Rolling Out

Emmy winner Linsey Davis is celebrating young girls all over the world

The award-winning journalist has a new book dedicated to young girls

Award-winning ABC News journalist and New York Times best-selling author Linsey Davis wants to celebrate all the girls who are accomplishing something and are set to flourish in life — and she did it by writing her sixth book, Girls of the World: Doing More Than Ever Before. Davis is calling all girls to be leaders for equality and fairness and to continue to build a safe world in which to live. 

What inspired you to start writing children’s books?

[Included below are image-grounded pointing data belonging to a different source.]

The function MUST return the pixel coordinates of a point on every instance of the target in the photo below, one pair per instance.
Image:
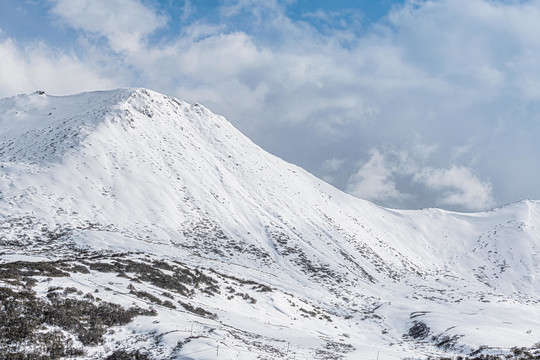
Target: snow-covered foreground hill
(215, 249)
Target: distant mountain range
(136, 226)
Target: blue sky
(409, 103)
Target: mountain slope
(133, 171)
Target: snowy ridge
(131, 170)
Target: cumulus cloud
(374, 180)
(125, 23)
(37, 67)
(460, 73)
(457, 186)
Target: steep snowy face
(134, 170)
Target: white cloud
(454, 186)
(373, 180)
(440, 69)
(125, 23)
(38, 67)
(458, 186)
(332, 164)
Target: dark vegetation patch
(181, 280)
(122, 354)
(198, 310)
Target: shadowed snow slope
(134, 170)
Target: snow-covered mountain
(162, 204)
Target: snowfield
(216, 249)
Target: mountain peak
(132, 171)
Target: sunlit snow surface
(131, 170)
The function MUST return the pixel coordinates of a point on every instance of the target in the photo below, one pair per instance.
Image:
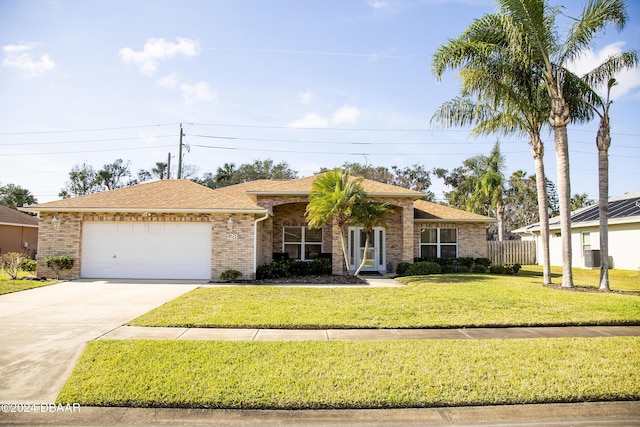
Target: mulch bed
(313, 280)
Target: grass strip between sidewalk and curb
(354, 374)
(438, 301)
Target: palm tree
(333, 198)
(537, 19)
(490, 187)
(524, 31)
(369, 215)
(596, 78)
(500, 96)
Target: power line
(87, 130)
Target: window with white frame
(302, 243)
(586, 242)
(439, 243)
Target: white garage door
(146, 250)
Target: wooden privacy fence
(512, 252)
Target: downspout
(255, 242)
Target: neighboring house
(18, 232)
(176, 229)
(624, 235)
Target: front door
(375, 259)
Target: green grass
(8, 286)
(356, 374)
(619, 280)
(440, 301)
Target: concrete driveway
(44, 331)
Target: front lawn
(8, 285)
(437, 301)
(354, 374)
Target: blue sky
(312, 83)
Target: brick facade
(472, 237)
(235, 249)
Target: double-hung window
(302, 243)
(439, 243)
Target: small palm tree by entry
(333, 197)
(369, 215)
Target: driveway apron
(44, 331)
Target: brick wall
(472, 238)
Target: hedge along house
(176, 229)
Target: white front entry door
(376, 253)
(146, 250)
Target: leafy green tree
(527, 31)
(333, 198)
(111, 175)
(580, 200)
(15, 196)
(604, 75)
(82, 181)
(368, 215)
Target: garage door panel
(140, 250)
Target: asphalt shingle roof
(14, 217)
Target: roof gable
(173, 195)
(428, 211)
(302, 186)
(10, 216)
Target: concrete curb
(559, 414)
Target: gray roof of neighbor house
(622, 209)
(10, 216)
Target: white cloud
(20, 58)
(198, 92)
(345, 114)
(310, 120)
(156, 50)
(305, 97)
(378, 4)
(627, 79)
(170, 80)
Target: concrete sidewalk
(563, 414)
(239, 334)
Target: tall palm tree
(333, 197)
(490, 187)
(500, 96)
(551, 54)
(603, 74)
(526, 31)
(369, 215)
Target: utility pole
(180, 154)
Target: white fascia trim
(13, 224)
(150, 210)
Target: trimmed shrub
(497, 269)
(403, 268)
(465, 261)
(479, 268)
(483, 261)
(230, 275)
(423, 268)
(29, 265)
(11, 262)
(59, 263)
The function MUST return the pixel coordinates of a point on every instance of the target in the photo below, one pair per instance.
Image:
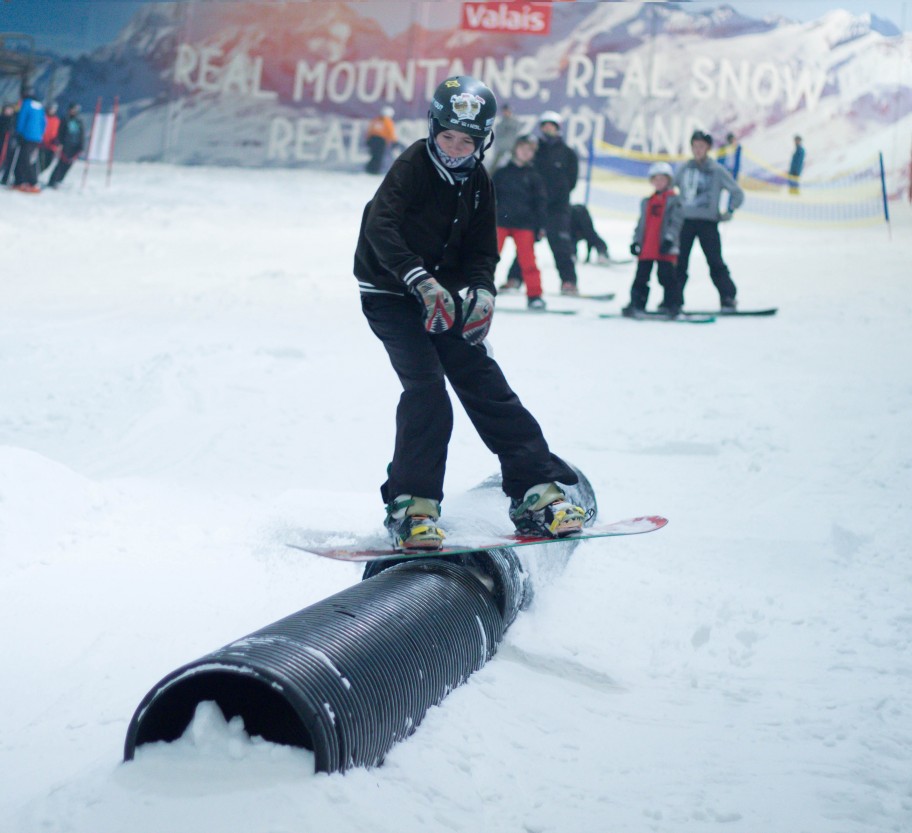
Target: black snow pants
(639, 292)
(707, 232)
(424, 417)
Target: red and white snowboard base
(360, 553)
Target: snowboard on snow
(604, 296)
(356, 553)
(682, 318)
(545, 311)
(736, 312)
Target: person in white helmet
(559, 166)
(425, 261)
(655, 240)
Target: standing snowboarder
(71, 139)
(30, 126)
(796, 166)
(655, 240)
(701, 181)
(559, 166)
(429, 234)
(521, 198)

I have a son who’s 10 years old, and when we would be reading books to him as an infant, I started thinking that I could do this, I should do this, I can do this and I was kind of wheeling myself into what seemed like this gargantuan dream or idea of actually being a published children’s book author. It took a few years for me to know what I wanted to write about and the process and just start putting pen to paper, but it was born out of that goal of wanting to inspire my own son and plant certain seeds that would flourish within him and like-minded parents who have certain ideas that they want to build a certain foundation. Throughout all of my books, there’s kind of a common theme: love, self-love and loving each other. Some are also faith-based about loving God as well. I just think that it’s so important for our kids to learn at an early age.

What does the title of your latest book mean to you?


We’re still marking so many firsts. When I look about at Greta Thunberg or Monet Davis, or girls who are making their mark despite the odds, whether it comes through as in those examples I made like in softball or climate change — whatever the case may be — we have young ladies who are just going for it against all odds, so I wanted to highlight some of them. We see the athletes in the books; we see engineers, mechanics, and astronauts … [and] we still have a very limited number of women who are actually breaking through those highest glass ceilings, and so I do think that that progress is being made. When I say doing more than ever before … yes, it’s happening, but I don’t think it’s happening at the rate where it should be, where it’s 50/50, where you have just as many female CEOs of Fortune 500 companies as you have males, or we have just as many candidates who are women who are running for president of the United States as males. There’s just still such a discrepancy there.

What are words of affirmation that you would tell young women to think of when they’re looking in the mirror?

Be strong, be bold, be ambitious, be courageous, and be great. People often talk about daring to be great, because it is almost like a dare. Quite often, when you don’t have people who are cheering you on, supporting you, and celebrating you, it’s like going against the grain. Quite often, we settle for mediocracy, and we settle for being the same as everybody else. When we’re teenagers in particular, we’re just trying to blend in; we’re just trying to fit in; we don’t want to be the different person. We don’t want to be the outlier. Sometimes, I think that we kind of don’t tap into what it might look like to be great because we might not know how to go about it — but also, we don’t want to be different. I just think that it’s something that we need to enforce early on in our girls.